AlgebraicMultigrid.jl
AlgebraicMultigrid.jl copied to clipboard
Support for CuSparse
using CUDA, SparseArrays, LinearAlgebra, AlgebraicMultigrid
CUDA.allowscalar(false)
W = CUDA.CUSPARSE.CuSparseMatrixCSR(sprand(100,100,0.1))
ruge_stuben(W)
#=
MethodError: no method matching ruge_stuben(::CUDA.CUSPARSE.CuSparseMatrixCSR{Float64, Int32})
Closest candidates are:
ruge_stuben(!Matched::Union{Hermitian{Ti, TA}, Symmetric{Ti, TA}, TA}) where {Ti, Tv, TA<:SparseMatrixCSC{Ti, Tv}} at C:\Users\accou\.julia\packages\AlgebraicMultigrid\ASpK7\src\classical.jl:10
ruge_stuben(!Matched::Union{Hermitian{Ti, TA}, Symmetric{Ti, TA}, TA}, !Matched::Type{Val{bs}}; strength, CF, presmoother, postsmoother, max_levels, max_coarse, coarse_solver, kwargs...) where {Ti, Tv, bs, TA<:SparseMatrixCSC{Ti, Tv}} at C:\Users\accou\.julia\packages\AlgebraicMultigrid\ASpK7\src\classical.jl:10
top-level scope at test.jl:122
eval at boot.jl:373 [inlined]
=#
W = cu(sprand(100,100,0.1))
ruge_stuben(W)
#=
MethodError: no method matching ruge_stuben(::CUDA.CUSPARSE.CuSparseMatrixCSC{Float32, Int32})
Closest candidates are:
ruge_stuben(!Matched::Union{Hermitian{Ti, TA}, Symmetric{Ti, TA}, TA}) where {Ti, Tv, TA<:SparseMatrixCSC{Ti, Tv}} at C:\Users\accou\.julia\packages\AlgebraicMultigrid\ASpK7\src\classical.jl:10
ruge_stuben(!Matched::Union{Hermitian{Ti, TA}, Symmetric{Ti, TA}, TA}, !Matched::Type{Val{bs}}; strength, CF, presmoother, postsmoother, max_levels, max_coarse, coarse_solver, kwargs...) where {Ti, Tv, bs, TA<:SparseMatrixCSC{Ti, Tv}} at C:\Users\accou\.julia\packages\AlgebraicMultigrid\ASpK7\src\classical.jl:10
top-level scope at test.jl:122
eval at boot.jl:373 [inlined]
=#
The AMG solve phase (just a few SpMVs) is much easier to port to GPU than the AMG setup phase (contains coarse node selection algorithms). This strategy is adopted by AMGCL.
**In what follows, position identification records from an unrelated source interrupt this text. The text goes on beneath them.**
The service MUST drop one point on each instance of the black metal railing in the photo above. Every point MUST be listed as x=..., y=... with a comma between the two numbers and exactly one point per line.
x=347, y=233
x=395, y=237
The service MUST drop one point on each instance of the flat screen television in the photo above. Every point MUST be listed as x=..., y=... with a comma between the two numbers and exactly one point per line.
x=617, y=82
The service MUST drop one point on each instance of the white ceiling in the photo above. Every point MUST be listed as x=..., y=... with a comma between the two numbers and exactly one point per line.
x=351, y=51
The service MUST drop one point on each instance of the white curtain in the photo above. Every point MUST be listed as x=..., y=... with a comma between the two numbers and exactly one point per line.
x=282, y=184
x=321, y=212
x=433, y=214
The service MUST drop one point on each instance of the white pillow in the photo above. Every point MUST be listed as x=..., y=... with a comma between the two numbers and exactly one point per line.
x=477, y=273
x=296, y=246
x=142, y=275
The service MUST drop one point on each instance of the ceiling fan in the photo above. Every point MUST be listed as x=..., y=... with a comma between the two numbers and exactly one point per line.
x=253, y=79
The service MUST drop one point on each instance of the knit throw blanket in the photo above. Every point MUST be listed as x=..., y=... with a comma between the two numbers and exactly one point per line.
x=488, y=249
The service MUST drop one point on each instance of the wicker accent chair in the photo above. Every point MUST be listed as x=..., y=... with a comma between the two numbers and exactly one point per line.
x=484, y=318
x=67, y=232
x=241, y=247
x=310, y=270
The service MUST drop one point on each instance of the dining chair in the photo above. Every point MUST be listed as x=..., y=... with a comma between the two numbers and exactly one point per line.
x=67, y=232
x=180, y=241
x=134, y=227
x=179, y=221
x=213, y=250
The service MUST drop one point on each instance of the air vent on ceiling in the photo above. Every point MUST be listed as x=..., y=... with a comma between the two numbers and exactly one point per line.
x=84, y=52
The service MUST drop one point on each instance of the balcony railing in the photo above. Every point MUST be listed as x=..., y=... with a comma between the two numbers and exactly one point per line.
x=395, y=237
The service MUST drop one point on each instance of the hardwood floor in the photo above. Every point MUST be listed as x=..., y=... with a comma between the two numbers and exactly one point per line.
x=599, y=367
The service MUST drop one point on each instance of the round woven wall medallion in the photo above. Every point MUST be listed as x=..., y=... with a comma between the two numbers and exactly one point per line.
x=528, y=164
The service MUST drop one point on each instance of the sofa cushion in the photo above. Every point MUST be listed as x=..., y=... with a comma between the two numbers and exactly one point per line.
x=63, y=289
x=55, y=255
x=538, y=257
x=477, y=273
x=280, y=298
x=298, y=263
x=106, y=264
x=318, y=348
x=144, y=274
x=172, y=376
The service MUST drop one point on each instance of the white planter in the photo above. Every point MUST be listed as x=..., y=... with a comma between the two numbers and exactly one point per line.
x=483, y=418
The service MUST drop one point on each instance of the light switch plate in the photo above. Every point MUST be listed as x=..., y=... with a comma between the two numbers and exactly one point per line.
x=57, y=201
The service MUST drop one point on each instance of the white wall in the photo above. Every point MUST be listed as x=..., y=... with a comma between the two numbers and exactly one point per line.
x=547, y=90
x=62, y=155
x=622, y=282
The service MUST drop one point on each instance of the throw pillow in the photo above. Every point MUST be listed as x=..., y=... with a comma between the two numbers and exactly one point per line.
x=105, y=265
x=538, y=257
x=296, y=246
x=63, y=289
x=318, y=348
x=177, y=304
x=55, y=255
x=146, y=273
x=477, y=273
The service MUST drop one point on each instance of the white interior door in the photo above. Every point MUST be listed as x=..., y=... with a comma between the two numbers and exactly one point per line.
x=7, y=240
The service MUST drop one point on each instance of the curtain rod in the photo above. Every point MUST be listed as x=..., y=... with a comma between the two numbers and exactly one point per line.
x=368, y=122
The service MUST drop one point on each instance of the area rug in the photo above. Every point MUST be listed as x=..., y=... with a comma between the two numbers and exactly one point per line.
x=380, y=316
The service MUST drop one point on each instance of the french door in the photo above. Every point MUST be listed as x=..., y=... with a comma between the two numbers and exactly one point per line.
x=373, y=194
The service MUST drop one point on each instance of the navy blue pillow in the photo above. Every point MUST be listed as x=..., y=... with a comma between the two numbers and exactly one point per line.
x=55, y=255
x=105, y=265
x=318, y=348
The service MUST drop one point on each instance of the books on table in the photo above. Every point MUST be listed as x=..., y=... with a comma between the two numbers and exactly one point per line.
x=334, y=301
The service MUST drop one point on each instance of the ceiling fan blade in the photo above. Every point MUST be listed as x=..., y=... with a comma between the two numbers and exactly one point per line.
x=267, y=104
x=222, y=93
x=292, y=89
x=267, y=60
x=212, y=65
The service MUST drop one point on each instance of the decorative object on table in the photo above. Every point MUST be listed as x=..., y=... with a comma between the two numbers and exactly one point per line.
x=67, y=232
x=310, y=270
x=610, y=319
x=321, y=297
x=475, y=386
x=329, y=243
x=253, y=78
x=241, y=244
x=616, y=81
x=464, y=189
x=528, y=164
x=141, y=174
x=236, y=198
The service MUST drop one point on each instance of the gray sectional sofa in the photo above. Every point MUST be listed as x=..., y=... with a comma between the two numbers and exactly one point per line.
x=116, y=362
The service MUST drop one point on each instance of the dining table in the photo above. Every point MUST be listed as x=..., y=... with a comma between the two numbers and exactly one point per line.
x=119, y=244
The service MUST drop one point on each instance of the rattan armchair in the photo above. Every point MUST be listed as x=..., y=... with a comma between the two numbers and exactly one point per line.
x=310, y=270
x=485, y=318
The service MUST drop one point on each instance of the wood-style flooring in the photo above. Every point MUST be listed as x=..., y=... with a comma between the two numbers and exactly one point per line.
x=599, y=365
I might try to add GPU functionality to AlgebraicMultigrid.jl. @learning-chip, could you elaborate a bit more on what you are suggestion? If I understand correctly you are saying that we only need to make sure that solve methods work on CUDAs. All the other setup phases can be done on CPU and converted to the GPU relatively easy?
Just chiming in to see if anyone has made any progress on this one. Would greatly appreciate it, thanks!